だけど15歳の誕生日。結婚する人もいる年齢だ。


どうしよう。貰った以上、身に着けるのが礼儀だ。

いつ。どこで。

受け取らない、という選択肢は無い。つきかえすのは婚約解消と同じことだ。


じっと言葉なく、贈答品を凝視しているアリアの周囲、侍女が「素晴らしいですわ」と褒め称えている。


苦しい。

いや、割り切るべきなのだ。

なぜなら、婚約の解消はできない。アリアからは無理だ。

だから、今はこのまま過ごすべき。


だけど、ものすごく重い現実が突き付けられたように感じてしまう。


喜ばないアリアが悪い。
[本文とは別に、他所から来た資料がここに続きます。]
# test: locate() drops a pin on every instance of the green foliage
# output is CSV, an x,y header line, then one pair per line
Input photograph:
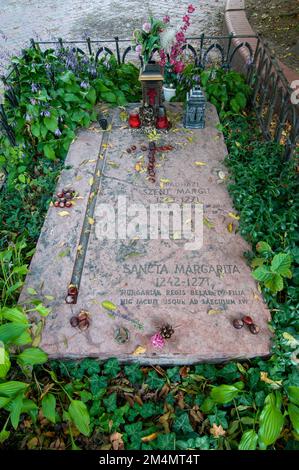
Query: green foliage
x,y
227,90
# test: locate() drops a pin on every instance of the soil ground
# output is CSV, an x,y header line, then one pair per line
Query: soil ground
x,y
277,21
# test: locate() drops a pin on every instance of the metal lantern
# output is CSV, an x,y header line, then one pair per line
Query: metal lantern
x,y
194,117
152,80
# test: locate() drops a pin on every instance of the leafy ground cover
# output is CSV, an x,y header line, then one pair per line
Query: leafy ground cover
x,y
93,405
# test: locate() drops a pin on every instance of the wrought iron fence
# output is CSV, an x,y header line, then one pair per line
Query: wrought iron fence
x,y
271,92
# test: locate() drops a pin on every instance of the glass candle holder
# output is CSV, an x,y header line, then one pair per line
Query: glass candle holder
x,y
134,119
162,121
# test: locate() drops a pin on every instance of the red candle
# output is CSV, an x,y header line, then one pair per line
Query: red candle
x,y
162,122
134,119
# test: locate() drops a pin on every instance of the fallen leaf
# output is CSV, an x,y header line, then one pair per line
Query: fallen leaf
x,y
116,441
213,311
150,437
234,216
139,350
208,223
64,213
217,431
109,305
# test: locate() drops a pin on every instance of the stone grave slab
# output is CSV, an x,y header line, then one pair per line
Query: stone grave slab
x,y
150,281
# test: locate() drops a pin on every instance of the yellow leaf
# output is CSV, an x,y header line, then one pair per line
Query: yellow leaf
x,y
63,213
234,216
150,437
274,383
139,350
214,311
230,227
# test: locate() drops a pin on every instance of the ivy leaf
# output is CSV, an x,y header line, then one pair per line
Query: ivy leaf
x,y
262,274
182,423
248,440
134,373
110,402
293,411
111,368
49,406
166,441
224,393
281,264
275,284
263,248
80,417
153,381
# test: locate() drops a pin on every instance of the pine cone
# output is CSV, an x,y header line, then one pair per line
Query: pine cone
x,y
166,331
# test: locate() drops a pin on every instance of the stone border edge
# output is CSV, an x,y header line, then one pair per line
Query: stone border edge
x,y
236,22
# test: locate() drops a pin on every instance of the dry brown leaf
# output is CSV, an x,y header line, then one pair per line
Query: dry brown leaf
x,y
150,437
139,350
217,431
116,441
64,213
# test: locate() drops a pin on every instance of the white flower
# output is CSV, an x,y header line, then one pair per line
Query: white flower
x,y
167,39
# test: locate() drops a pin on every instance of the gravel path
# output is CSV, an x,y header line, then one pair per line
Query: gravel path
x,y
100,19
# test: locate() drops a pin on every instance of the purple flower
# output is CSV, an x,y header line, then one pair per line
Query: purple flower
x,y
45,113
138,49
84,85
58,132
146,27
157,341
きちんとしてくれるエドヴァルド様が正しい。


だけど、もう、とアリアは思った。

今すぐ、逃げ出してしまいたいほどに、辛くなる。


***


考えてしまって、よく眠れなかった。

だけど、一晩悩んで真剣に考えた。


いつの間にか朝だ。


今日もエドヴァルド様が迎えに来てくださる。

アリアの我儘による、2日は馬車でお迎えいただき、1日は馬というパターンは続いている。


今日は馬車で来てくださる日だから、お会いしたら御礼を伝えた上、馬車の中で正直に気持ちを伝えよう。アリアはそう決心した。


なのに、深刻な心持ちで待つのに、一向にエドヴァルド様がアリアを迎えに来ない。


皆も慌てて、ひょっとして今日は馬で通う日とお間違えなのでは、と言い始める。


エドヴァルド様がお忘れになるはずはないのに、と思いながら、このままでは授業に間に合わなくなってしまうので、急遽きゅうきょ馬に切り替えることにした。

普段は侍女たちが乗る馬車に今日は一緒に乗ってはとも言われたが、時間的に心配だ。

アリアはドレスでも横乗りで一人騎乗できるぐらいにはなっている。山道でもないし。細い道の近道も通れるから、馬車よりは早く着くはず。というわけで馬を選択。

侍女とは学園で合流予定だ。


さて馬を走らせて、アリアは無事に学園に到着できた。授業も間に合いそう。


ただ、そこまで授業に必死に出たいわけでもない。ただ、やっぱりエドヴァルド様にお礼を伝えた上、話をしたいと思ってしまう。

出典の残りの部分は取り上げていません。